En este sentido, el mestizaje, que fue construido como un camino homogeneizador en dirección a la blancura para constituirse como "utopía mestiza", unificadora de la nacionalidad de una amalgama de sociedades, ha producido el olvido de sus linajes originarios que deberán revertirse para apostarle a un proyecto común que vincule las diferentes formaciones nacionales de alteridad con sus perspectivas del mundo para construir otros mundos posibles desde el país y la región.


Notas

  1. Pueblo indígena que ha vivido entre los ríos Guaviare e Inírida en el departamento de Guaviare. Después de la persecución que sufrieron para ser capturados como esclavos de las explotaciones de caucho en la región a finales del siglo XIX y comienzos del XX durante la llamada fiebre del caucho, los nukak se aislaron de todo contacto hasta 1965, cuando la colonización ganadera llegó a su territorio y algunos murieron a manos de colonos. Se volvió a tener noticias de ellos en 1988 cuando un grupo de 49 llegó a Calamar, Guaviare, huyendo de un ataque de los colonos que cultivaban coca en las cercanías del río Guaviare.

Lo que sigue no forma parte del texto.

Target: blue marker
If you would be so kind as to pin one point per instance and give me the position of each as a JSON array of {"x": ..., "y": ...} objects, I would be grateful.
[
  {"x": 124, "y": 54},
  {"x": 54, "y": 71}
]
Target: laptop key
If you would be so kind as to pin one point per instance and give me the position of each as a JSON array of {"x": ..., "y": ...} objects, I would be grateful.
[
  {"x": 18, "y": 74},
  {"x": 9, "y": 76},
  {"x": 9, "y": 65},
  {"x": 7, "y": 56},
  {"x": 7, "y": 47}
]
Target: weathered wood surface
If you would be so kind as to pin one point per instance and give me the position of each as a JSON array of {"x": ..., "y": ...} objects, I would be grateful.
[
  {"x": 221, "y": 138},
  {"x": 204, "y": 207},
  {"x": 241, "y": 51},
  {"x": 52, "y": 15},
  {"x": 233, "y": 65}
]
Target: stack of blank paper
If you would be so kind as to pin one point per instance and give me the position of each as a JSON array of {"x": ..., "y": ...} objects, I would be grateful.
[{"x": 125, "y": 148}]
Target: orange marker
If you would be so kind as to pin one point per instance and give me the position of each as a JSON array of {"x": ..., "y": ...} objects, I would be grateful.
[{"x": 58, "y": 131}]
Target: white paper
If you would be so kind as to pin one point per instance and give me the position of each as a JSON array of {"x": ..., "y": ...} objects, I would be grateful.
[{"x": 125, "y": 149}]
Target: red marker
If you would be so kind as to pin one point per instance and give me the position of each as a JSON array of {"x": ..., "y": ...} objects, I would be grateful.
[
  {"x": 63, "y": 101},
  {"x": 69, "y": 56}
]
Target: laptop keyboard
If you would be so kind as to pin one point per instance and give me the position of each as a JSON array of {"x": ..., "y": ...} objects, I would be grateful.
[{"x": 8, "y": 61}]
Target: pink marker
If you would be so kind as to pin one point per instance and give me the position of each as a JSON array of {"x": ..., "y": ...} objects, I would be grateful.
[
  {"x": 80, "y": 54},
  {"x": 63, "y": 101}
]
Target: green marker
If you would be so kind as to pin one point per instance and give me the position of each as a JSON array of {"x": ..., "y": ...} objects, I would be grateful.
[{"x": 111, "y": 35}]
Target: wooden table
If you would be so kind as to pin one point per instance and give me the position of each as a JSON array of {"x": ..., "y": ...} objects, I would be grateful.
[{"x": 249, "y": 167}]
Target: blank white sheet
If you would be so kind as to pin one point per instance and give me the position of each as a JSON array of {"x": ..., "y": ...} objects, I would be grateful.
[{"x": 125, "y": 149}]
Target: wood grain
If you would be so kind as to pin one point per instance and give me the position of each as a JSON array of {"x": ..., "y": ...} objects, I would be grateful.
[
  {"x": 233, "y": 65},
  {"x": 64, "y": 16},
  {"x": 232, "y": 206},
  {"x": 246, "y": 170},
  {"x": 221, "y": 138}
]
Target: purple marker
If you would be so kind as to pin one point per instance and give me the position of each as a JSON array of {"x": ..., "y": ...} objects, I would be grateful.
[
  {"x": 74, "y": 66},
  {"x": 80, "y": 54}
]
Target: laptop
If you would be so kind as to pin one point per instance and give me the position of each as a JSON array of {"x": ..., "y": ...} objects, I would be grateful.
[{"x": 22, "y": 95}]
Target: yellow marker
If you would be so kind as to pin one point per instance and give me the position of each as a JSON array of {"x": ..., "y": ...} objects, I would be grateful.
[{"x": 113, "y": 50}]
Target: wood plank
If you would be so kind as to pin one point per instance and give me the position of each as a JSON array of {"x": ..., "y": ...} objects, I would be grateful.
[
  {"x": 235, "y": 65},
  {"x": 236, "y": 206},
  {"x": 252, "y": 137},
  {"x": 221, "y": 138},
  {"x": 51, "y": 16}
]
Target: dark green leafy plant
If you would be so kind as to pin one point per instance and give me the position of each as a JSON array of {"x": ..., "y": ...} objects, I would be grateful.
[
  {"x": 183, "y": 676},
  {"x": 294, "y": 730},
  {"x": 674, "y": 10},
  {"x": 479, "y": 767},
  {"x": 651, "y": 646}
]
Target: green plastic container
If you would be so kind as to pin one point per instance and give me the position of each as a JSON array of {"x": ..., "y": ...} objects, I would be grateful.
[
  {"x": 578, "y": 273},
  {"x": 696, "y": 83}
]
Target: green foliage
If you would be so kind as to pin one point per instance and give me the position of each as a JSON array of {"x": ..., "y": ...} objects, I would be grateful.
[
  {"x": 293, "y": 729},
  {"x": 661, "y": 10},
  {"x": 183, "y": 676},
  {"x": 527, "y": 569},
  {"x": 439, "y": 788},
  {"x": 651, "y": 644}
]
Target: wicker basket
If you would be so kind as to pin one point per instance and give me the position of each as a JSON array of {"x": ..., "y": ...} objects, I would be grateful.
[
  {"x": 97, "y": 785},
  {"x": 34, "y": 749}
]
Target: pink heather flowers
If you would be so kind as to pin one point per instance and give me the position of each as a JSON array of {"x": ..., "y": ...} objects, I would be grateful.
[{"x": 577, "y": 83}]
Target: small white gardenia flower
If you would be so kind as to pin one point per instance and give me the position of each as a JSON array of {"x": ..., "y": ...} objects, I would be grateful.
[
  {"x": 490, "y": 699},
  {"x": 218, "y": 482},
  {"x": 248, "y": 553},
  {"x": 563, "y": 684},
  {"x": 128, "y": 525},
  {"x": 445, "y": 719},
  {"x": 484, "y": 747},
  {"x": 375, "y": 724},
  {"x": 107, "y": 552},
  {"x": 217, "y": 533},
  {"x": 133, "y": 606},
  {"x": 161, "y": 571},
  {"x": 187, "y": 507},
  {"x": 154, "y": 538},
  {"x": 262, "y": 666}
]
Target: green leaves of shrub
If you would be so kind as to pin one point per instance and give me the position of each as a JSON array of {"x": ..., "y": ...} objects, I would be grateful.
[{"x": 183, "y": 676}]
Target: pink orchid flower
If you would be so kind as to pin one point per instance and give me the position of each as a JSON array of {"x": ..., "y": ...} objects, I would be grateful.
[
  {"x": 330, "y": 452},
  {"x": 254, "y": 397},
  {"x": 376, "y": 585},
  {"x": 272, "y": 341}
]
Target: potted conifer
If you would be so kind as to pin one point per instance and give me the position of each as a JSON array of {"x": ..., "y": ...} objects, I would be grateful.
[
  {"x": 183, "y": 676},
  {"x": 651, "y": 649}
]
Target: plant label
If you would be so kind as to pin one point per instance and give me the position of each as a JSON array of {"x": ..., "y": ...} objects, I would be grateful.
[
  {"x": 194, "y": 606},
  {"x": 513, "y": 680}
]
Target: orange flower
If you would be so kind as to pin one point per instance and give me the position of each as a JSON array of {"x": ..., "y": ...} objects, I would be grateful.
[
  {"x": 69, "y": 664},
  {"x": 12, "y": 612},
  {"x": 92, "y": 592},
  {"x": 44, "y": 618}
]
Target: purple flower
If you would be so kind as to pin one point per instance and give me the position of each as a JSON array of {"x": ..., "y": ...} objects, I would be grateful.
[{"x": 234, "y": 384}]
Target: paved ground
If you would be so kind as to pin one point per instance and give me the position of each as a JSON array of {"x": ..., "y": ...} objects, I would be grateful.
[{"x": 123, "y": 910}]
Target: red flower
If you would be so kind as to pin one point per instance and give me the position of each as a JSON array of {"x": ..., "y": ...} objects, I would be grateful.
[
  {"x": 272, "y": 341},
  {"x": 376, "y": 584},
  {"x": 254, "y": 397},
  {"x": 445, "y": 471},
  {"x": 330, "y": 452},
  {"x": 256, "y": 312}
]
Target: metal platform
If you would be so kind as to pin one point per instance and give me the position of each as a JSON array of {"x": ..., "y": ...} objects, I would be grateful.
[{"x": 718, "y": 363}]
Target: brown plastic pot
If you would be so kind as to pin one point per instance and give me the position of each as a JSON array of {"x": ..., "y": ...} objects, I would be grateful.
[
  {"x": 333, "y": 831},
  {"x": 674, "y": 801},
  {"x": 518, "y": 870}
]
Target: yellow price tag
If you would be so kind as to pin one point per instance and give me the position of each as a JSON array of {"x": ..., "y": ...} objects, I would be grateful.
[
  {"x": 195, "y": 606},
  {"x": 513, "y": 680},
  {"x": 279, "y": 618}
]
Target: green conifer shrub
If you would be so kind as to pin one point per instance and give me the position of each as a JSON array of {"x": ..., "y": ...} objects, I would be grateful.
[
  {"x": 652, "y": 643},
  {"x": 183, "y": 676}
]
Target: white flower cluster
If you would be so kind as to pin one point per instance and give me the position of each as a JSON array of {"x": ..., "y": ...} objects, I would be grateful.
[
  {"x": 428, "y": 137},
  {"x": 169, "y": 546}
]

  2. El 25 de abril del 2005 se dio a conocer por fuentes humanitarias que el Gobierno incumplió los compromisos asumidos ante la Corte Interamericana de Derechos Humanos para proteger el territorio de ciertas comunidades negras del noroeste del país. La Comisión Intereclesial de Justicia y Paz (CIJP) advirtió en Bogotá que el gobierno de Uribe no ordenó suspender un gigantesco proyecto de siembra de palmas de aceite en las tierras de propiedad colectiva de esos asentamientos negros. Por el contrario, la CIJP planteó que los promo tores del proyecto intensificaron la preparación del terreno para nuevas plantaciones en zonas selváticas de Curvaradó y Jiguamindó, en el departamento del Chocó. Además, los lugareños que trataban de defender sus tierras afrontaron nuevas amenazas de muerte, según la ONG que prestaba asistencia a estas comunidades en esta región fronteriza con Panamá.

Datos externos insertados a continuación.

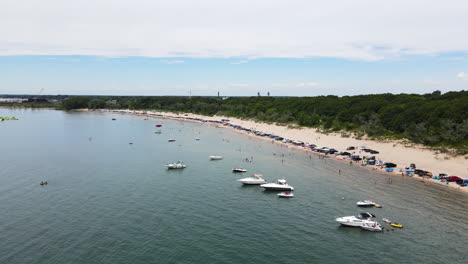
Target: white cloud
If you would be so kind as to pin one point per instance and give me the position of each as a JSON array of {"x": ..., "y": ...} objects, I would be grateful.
[
  {"x": 309, "y": 84},
  {"x": 239, "y": 62},
  {"x": 172, "y": 61},
  {"x": 238, "y": 85},
  {"x": 359, "y": 29},
  {"x": 462, "y": 75}
]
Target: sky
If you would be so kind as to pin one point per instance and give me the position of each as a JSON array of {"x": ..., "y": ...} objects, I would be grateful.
[{"x": 239, "y": 48}]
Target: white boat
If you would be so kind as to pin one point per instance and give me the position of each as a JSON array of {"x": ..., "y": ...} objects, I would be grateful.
[
  {"x": 372, "y": 226},
  {"x": 365, "y": 203},
  {"x": 358, "y": 220},
  {"x": 286, "y": 194},
  {"x": 279, "y": 185},
  {"x": 254, "y": 179},
  {"x": 176, "y": 165}
]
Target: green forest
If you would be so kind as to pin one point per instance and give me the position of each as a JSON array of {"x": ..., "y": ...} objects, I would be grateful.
[{"x": 435, "y": 119}]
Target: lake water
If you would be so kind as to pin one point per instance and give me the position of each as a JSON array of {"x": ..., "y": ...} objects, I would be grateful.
[{"x": 111, "y": 202}]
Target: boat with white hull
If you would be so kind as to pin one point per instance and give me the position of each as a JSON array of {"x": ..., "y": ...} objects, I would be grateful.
[
  {"x": 176, "y": 165},
  {"x": 357, "y": 221},
  {"x": 372, "y": 226},
  {"x": 254, "y": 179},
  {"x": 279, "y": 185}
]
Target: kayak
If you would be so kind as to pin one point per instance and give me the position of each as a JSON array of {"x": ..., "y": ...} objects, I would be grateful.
[{"x": 396, "y": 225}]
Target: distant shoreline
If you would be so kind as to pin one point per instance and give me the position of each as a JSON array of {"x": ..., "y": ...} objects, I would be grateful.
[{"x": 407, "y": 155}]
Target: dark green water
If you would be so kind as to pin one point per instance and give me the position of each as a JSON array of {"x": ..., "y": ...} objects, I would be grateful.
[{"x": 111, "y": 202}]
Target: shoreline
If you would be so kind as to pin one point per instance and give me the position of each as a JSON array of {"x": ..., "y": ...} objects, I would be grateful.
[{"x": 390, "y": 147}]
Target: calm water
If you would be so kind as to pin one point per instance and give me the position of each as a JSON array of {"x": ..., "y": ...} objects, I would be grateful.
[{"x": 111, "y": 202}]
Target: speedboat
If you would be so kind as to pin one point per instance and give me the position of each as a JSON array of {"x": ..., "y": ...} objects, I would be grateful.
[
  {"x": 356, "y": 220},
  {"x": 176, "y": 165},
  {"x": 254, "y": 179},
  {"x": 372, "y": 226},
  {"x": 365, "y": 203},
  {"x": 279, "y": 185},
  {"x": 286, "y": 194},
  {"x": 386, "y": 220}
]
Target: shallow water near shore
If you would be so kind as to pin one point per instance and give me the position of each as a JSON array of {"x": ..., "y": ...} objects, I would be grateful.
[{"x": 109, "y": 201}]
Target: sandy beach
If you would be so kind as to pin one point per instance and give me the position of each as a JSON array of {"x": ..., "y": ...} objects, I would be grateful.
[{"x": 398, "y": 152}]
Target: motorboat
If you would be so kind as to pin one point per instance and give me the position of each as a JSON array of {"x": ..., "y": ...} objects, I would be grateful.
[
  {"x": 365, "y": 203},
  {"x": 372, "y": 226},
  {"x": 176, "y": 165},
  {"x": 254, "y": 179},
  {"x": 279, "y": 185},
  {"x": 286, "y": 194},
  {"x": 357, "y": 220},
  {"x": 386, "y": 220}
]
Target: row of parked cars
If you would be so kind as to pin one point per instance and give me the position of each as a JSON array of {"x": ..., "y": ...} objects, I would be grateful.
[{"x": 442, "y": 176}]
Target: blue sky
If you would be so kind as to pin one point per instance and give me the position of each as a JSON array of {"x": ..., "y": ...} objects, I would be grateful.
[
  {"x": 206, "y": 76},
  {"x": 296, "y": 47}
]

  3. En el documento del Plan Colombia se plantea que se debe crear el espacio para soluciones alternativas a los cultivos ilícitos, al igual que asegurar que los cultivos alternativos respondan a los retos de un sector agrícola moderno, pues señala que esto generaría empleo en el sector rural y que sería vital para el éxito de la estrategia general para la paz y el desarrollo.

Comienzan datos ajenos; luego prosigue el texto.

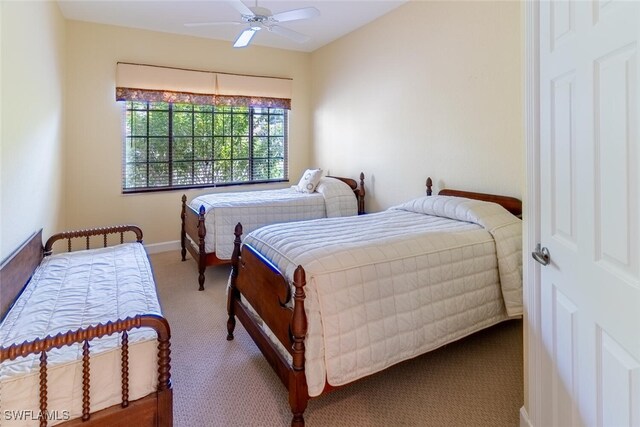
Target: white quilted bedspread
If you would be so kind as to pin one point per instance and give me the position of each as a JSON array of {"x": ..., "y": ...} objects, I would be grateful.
[
  {"x": 386, "y": 287},
  {"x": 66, "y": 292},
  {"x": 255, "y": 209}
]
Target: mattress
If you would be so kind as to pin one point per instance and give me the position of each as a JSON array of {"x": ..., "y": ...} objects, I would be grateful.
[
  {"x": 66, "y": 292},
  {"x": 255, "y": 209},
  {"x": 386, "y": 287}
]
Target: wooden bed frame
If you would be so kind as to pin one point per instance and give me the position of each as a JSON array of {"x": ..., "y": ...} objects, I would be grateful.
[
  {"x": 155, "y": 409},
  {"x": 269, "y": 293},
  {"x": 192, "y": 225}
]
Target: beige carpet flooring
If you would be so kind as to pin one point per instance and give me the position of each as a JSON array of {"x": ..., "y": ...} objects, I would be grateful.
[{"x": 474, "y": 382}]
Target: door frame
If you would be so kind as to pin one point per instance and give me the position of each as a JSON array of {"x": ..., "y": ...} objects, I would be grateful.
[{"x": 533, "y": 370}]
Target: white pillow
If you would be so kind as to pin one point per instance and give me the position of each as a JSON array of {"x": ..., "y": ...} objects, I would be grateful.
[{"x": 309, "y": 181}]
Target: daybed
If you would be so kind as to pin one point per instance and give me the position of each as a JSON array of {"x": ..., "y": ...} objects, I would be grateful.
[
  {"x": 330, "y": 301},
  {"x": 207, "y": 221},
  {"x": 84, "y": 341}
]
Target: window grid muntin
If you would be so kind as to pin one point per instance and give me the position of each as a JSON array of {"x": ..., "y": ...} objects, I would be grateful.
[{"x": 226, "y": 165}]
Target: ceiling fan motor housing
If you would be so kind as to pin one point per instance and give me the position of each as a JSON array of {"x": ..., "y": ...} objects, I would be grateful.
[{"x": 260, "y": 15}]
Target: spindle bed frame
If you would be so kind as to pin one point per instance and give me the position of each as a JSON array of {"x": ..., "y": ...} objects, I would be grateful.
[
  {"x": 155, "y": 409},
  {"x": 267, "y": 290},
  {"x": 192, "y": 225}
]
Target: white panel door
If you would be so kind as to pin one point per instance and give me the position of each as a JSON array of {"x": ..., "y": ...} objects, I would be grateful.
[{"x": 589, "y": 213}]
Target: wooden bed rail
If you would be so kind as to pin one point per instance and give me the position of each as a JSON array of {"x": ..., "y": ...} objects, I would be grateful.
[
  {"x": 84, "y": 336},
  {"x": 105, "y": 231}
]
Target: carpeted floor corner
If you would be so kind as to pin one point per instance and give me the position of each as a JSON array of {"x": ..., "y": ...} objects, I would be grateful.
[{"x": 477, "y": 381}]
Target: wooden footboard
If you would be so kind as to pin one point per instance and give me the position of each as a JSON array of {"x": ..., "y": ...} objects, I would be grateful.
[
  {"x": 269, "y": 293},
  {"x": 140, "y": 413}
]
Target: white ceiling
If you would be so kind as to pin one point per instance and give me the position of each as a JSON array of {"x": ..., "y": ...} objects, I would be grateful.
[{"x": 337, "y": 17}]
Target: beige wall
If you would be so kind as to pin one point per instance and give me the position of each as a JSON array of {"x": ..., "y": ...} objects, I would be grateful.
[
  {"x": 94, "y": 119},
  {"x": 431, "y": 89},
  {"x": 32, "y": 117}
]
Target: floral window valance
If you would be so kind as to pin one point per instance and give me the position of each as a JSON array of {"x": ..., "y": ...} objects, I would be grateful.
[{"x": 136, "y": 82}]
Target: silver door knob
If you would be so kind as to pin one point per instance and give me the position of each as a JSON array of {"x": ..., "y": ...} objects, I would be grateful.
[{"x": 541, "y": 255}]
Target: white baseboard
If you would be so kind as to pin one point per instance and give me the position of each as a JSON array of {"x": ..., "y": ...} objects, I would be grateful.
[
  {"x": 156, "y": 248},
  {"x": 524, "y": 418}
]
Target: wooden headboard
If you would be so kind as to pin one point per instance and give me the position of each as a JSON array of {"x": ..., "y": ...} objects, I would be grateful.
[
  {"x": 357, "y": 187},
  {"x": 511, "y": 204},
  {"x": 17, "y": 269}
]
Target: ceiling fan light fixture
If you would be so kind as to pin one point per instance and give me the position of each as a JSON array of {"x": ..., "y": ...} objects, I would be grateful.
[{"x": 244, "y": 38}]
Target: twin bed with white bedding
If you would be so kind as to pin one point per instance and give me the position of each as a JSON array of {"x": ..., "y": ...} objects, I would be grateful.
[
  {"x": 208, "y": 220},
  {"x": 101, "y": 302},
  {"x": 330, "y": 301}
]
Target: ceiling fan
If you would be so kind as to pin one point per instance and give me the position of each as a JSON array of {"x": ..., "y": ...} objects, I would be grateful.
[{"x": 257, "y": 18}]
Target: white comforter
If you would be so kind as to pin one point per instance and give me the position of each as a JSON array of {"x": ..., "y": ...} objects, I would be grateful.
[
  {"x": 68, "y": 291},
  {"x": 255, "y": 209},
  {"x": 386, "y": 287}
]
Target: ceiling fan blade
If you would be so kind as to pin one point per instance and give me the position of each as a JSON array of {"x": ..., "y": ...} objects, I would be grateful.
[
  {"x": 285, "y": 32},
  {"x": 293, "y": 15},
  {"x": 244, "y": 38},
  {"x": 240, "y": 7},
  {"x": 203, "y": 24}
]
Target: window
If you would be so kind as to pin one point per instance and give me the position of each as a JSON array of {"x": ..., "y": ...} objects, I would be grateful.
[{"x": 174, "y": 145}]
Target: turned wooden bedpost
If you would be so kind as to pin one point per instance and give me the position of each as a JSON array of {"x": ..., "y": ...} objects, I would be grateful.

  4. De las 1.982 masacres documentadas por el Grupo de Memoria Histórica (GMH) entre 1980 y el 2012, los grupos paramilitares perpetraron 1.166, es decir, el 58,9% de éstas. Las guerrillas fueron responsables de 343 y la Fuerza Pública de 158, lo que equivale al 17,3% y al 7,9%, respectivamente. Por otra parte, 295 masacres, equivalentes al 14,8 % del total, fueron cometidas por grupos armados cuya identidad no se pudo esclarecer. Las 20 masacres restantes corresponden a acciones conjuntas de grupos paramilitares y miembros de la fuerza pública, o a acciones de otros grupos armados (agentes extranjeros o milicias populares). Esto significa que, aproximadamente, por cada masacre que perpetraron los grupos guerrilleros, los paramilitares efectuaron 3. En los asesinatos selectivos documentados la tendencia es igual. Entre 1981 y el 2012, 16.346 acciones de asesinato selectivo produjeron 23.161 víctimas. De este total, 8.903 personas fueron asesinadas selectivamente por grupos paramilitares, lo que corresponde al 38,4%; 6.406, es decir, el 27,7% de las víctimas, fueron asesinadas por grupos armados no identificados; 3.899 o el 16,8% fueron víctimas de las guerrillas; 2.339, correspondientes al 10,1% del total de asesinatos selectivos, los causaron miembros de la fuerza pública; 1.511, es decir, el 6,5% de las víctimas fueron asesinados por desconocidos; 83 asesinatos, o el 0,4% del total, fueron el resultado de acciones conjuntas de grupos paramilitares y miembros de la fuerza pública; y, finalmente, 13 asesinatos fueron perpetrados por otros grupos (GMH, 2013).